The 1853 New Zealand general election was a nationwide vote to determine the shape of the New Zealand Parliament's 1st term. It was the first national election ever held in New Zealand, although Parliament did not yet have full authority to govern the colony, which was part of the British Empire at that time. Elections for the first provincial councils and their Superintendents were held at the same time.

Background

The New Zealand Constitution Act 1852, passed by the Parliament of the United Kingdom, established a bicameral New Zealand Parliament, with the lower house (the House of Representatives) being elected by popular vote. Votes were to be cast under a simple FPP system, and the secret ballot had not yet been introduced.

To qualify as a voter, one needed to be male, to be a British subject, to be at least 21 years old, to own a certain value of land, and to not be serving a criminal sentence. One of the candidates elected (on 27 August, for Christchurch Country) was a landowner, but at 20 years and 7 months was not yet 21: he was James Stuart-Wortley.

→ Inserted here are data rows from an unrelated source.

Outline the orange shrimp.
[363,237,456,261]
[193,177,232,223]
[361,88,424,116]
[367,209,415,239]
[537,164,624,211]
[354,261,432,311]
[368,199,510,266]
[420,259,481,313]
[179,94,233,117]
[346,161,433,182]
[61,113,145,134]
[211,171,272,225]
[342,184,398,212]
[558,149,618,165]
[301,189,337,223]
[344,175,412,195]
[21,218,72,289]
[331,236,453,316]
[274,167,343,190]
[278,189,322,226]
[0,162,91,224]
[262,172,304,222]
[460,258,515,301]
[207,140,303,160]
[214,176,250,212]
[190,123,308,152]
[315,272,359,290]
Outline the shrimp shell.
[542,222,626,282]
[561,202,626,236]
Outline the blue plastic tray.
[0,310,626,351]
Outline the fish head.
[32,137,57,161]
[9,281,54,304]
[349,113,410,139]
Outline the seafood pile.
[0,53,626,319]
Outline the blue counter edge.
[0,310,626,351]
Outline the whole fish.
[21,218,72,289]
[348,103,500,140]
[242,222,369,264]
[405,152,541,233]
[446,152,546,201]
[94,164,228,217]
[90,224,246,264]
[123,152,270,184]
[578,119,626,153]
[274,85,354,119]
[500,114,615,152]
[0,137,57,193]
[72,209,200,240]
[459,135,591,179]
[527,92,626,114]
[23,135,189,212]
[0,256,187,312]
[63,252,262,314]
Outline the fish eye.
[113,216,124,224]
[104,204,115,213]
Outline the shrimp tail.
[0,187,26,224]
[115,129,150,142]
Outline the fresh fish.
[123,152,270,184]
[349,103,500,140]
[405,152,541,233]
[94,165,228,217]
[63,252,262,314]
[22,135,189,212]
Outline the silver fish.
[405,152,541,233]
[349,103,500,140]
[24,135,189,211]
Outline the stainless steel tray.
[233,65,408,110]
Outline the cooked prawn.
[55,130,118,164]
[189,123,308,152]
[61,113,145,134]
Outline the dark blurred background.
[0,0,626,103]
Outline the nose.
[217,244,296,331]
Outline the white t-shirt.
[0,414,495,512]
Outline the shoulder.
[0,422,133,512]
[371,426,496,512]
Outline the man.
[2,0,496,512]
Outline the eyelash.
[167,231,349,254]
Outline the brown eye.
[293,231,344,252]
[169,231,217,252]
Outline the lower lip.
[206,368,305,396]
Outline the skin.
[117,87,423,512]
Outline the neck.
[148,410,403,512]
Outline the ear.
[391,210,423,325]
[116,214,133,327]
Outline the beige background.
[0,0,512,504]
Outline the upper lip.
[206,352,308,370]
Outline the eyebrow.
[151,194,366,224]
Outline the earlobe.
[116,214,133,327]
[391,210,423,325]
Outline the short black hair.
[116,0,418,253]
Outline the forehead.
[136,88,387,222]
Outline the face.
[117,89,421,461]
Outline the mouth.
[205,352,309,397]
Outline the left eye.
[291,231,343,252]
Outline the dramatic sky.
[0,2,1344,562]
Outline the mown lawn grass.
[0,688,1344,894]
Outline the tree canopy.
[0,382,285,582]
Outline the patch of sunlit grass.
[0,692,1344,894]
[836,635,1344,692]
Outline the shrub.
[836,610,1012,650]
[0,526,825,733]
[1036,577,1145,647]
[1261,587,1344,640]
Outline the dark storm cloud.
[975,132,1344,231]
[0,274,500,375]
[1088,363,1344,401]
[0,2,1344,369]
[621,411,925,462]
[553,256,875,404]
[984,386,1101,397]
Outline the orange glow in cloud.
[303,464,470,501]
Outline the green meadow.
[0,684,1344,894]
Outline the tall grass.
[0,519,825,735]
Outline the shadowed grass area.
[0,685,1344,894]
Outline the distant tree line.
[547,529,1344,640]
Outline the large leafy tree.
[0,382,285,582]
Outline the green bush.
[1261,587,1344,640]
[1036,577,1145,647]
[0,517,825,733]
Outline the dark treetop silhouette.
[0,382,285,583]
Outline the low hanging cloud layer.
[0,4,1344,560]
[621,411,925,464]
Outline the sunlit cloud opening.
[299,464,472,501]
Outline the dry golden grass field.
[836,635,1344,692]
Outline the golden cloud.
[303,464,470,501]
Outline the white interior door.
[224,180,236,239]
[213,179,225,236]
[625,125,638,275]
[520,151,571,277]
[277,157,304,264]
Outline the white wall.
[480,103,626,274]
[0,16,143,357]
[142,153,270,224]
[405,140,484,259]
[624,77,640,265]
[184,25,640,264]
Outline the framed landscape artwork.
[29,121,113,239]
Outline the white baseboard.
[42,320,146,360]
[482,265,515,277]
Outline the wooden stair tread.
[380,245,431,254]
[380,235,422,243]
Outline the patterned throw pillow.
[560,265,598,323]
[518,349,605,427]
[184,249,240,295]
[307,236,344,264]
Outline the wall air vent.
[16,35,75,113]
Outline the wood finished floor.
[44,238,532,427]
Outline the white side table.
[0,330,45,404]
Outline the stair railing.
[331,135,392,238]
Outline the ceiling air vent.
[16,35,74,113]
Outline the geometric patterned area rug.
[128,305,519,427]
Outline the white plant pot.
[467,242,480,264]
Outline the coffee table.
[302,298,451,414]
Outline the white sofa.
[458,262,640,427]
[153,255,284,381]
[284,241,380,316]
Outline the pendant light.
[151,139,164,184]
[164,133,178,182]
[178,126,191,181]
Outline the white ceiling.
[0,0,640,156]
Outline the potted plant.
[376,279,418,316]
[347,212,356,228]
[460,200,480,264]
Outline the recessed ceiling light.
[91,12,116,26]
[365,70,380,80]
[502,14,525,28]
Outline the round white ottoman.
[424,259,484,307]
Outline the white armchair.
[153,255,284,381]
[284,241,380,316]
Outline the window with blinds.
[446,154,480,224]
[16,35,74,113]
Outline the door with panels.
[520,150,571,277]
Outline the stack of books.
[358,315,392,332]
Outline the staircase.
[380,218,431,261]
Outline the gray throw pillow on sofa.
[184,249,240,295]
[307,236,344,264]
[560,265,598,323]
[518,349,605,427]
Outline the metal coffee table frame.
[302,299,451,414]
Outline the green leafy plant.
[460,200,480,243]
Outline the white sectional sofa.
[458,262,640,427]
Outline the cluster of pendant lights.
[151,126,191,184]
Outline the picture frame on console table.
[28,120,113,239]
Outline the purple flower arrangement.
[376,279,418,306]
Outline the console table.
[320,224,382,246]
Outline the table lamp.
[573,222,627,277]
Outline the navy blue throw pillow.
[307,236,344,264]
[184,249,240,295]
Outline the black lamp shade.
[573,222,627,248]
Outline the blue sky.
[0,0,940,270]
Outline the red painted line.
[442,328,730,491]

At the time of the 1853 elections, there were no political parties in New Zealand. As such, all candidates were independents.

The election
In the 1853 elections, election day was different in each seat. The first seat to be elected was Bay of Islands on 14 July, and the final election day was on 1 October. Hugh Carleton (Bay of Islands) was the first MP ever elected in New Zealand (though he was elected unopposed), so he liked to be called the Father of the House.

There were 5,849 people registered to vote. The number of electoral districts was 24, and some districts elected multiple MPs. The total number of seats was 37. Some parts of the colony were not part of any district, and did not have representation in Parliament.